第9話・何事も穏便に


「ああ。美味しい~」


 うっかり感想を漏らしてしまい、リリーを気遣うように見れば、彼女も紅茶を飲んで思う所があったようで早々に白旗を立てた。


「私の負けですわ。さすがはマクルナ国の近衛騎士団総隊長を名乗るだけありますわね。見ず知らずのハロルドさま」


(なにこれ。まだ続くの? この戦い?)


 もう知りあってハロルドとは見ず知らずではないのに。リリーが当てつけのように「見ず知らずの」と、いうので気を悪くしてないかとハロルドを伺えば、彼は愉快そうにリリーを見ていた。完敗をリリーが認めたので面目も保てたという所だろうか。

 人知れずアデルはため息をつく。これでは先が思いやられる。と、思っていたが、その後は穏やかに会話が進んだ。


「ありがとうございます。ハロルドさま。足湯も二人分ありがとうございました。陛下にもよろしくお伝え下さいませ」


 侍女のリリーの分まで、足湯を用意してくれた陛下の心遣いを有り難く思ってると、ハロルドが苦笑した。


「いいえ。あの馬車は女性が乗られるには、少し柔らかさがたりませんからね。あの堅い椅子で長時間揺られたらかなり足腰に来るはずです。しかし残雪残る国境沿いの道を来るには、あの馬車が最適だったので王女さま方には不便をおかけしました。すいません」


 確かに通常の馬車だと、平坦ではないぬかるんだ道は、車輪が取られたりして走りにくいかもしれないと思う。その点、あの馬車は頑丈で、一度も悪路に足を取られることなく駈けて来た。あの国境沿いの道を来るには向いてるかもしれない。


「あの馬車はすごいですね。あのような悪路でも躓くことなく駈けてきましたもの」

「装甲性なのですよ」

「だから頑丈なのですね?」

「王族の方に乗っていただくには、なんの装飾もなく見栄えもよくない黒い馬車ですが、安全性ではあれが一番なので」


 アデルは装甲性と聞いて、マクルナが新興国でありながら、他国との戦争を勝ち進んで来た理由が分かったような気がした。戦勝国となるには、それなりの装備も必要なのだと。


「陛下はお優しいのですね。見ず知らずの姫さまの悪路での移動のことを気にされて、しかも国境沿いまで迎えに来て下さるなんて。陛下は思ったよりもお若い方とお見受け致しましたが、おいくつなのですか?」


 リリーが再び、見ず知らずのという言葉を持ちだしてきて、舌戦が繰り広げられることを懸念したアデルは、ハロルドに先に謝った。
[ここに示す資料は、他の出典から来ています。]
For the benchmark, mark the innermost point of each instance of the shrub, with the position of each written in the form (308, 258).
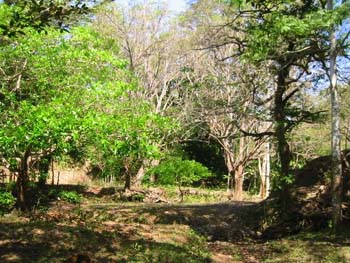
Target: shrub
(7, 202)
(70, 196)
(179, 172)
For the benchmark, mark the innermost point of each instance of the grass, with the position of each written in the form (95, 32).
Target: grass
(137, 232)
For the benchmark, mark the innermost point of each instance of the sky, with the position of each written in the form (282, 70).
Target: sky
(176, 5)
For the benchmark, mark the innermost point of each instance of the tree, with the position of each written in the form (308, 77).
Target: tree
(335, 134)
(150, 42)
(289, 36)
(224, 98)
(43, 103)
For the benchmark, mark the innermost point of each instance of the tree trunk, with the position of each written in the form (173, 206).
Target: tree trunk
(264, 170)
(22, 180)
(142, 171)
(335, 140)
(280, 119)
(239, 178)
(229, 161)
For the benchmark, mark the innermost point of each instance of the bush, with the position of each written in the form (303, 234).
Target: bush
(70, 196)
(7, 202)
(179, 172)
「ちょっと。リリー。先ほどからあまりにも不躾よ。ごめんなさい。ハロルドさま」

「あ。いいんですよ。俺としてはその方が話しやすいですから。陛下は今年二十五歳になります。俺はちなみに陛下よりは三つ下ですよ」


 一瞬、ハロルドは戸惑った様子を見せたが、すぐに顔に笑みを張り付けた。リリーとの舌戦を見ていた感じでは、案外きさくな性格をしているのかもしれない。と、思う。


「あら。じゃあ、リリーと同い年?」

 リリーが姫さまは余計なことを言って。と、目線を向けて来た。自分の失言に気が付いてごめんなさい。と、目配せすれば仕方ないですね。と、容認の姿勢を見せた。

「へぇ。侍女どのは俺と同い年かぁ。だからかなぁ。初めて会った時から親近感が湧いたんだよな。同い年のよしみでリリーと呼んでも良いかなぁ?」

「見ず知らずの御方に、ここまで馴れ馴れしくされるのは不本意ですが、姫さまの手前許して差し上げますわ。ハロルド」


 ハロルドは近衛騎士団の総隊長と聞いていたが、自分たちに年が近いせいか身近な相談できるお兄さんのような印象を受ける。あけっぴろげな彼の性格も影響してるのだろう。アデルは好印象を抱いた。


(このふたりなんだかんだいって気が合いそうね)


「さすが姫さま第一の侍女さまだなぁ。忠誠心が半端ない。じゃあ、これからよろしく。お手柔らかにね。リリー」


 ハロルドはリリーに手を差し出す。仲直りのようだ。これで先ほどの様な舌戦はもう起こらないだろう。これでしばらく自分の居場所も確保できそうだ。と、アデルは胸を撫で下ろした。マクルナ国王に悪い印象を抱かれでもしたら、国許に帰されてしまうのは必定だ。それだけはなんとしても避けたい。何事も穏便に。が一番だ。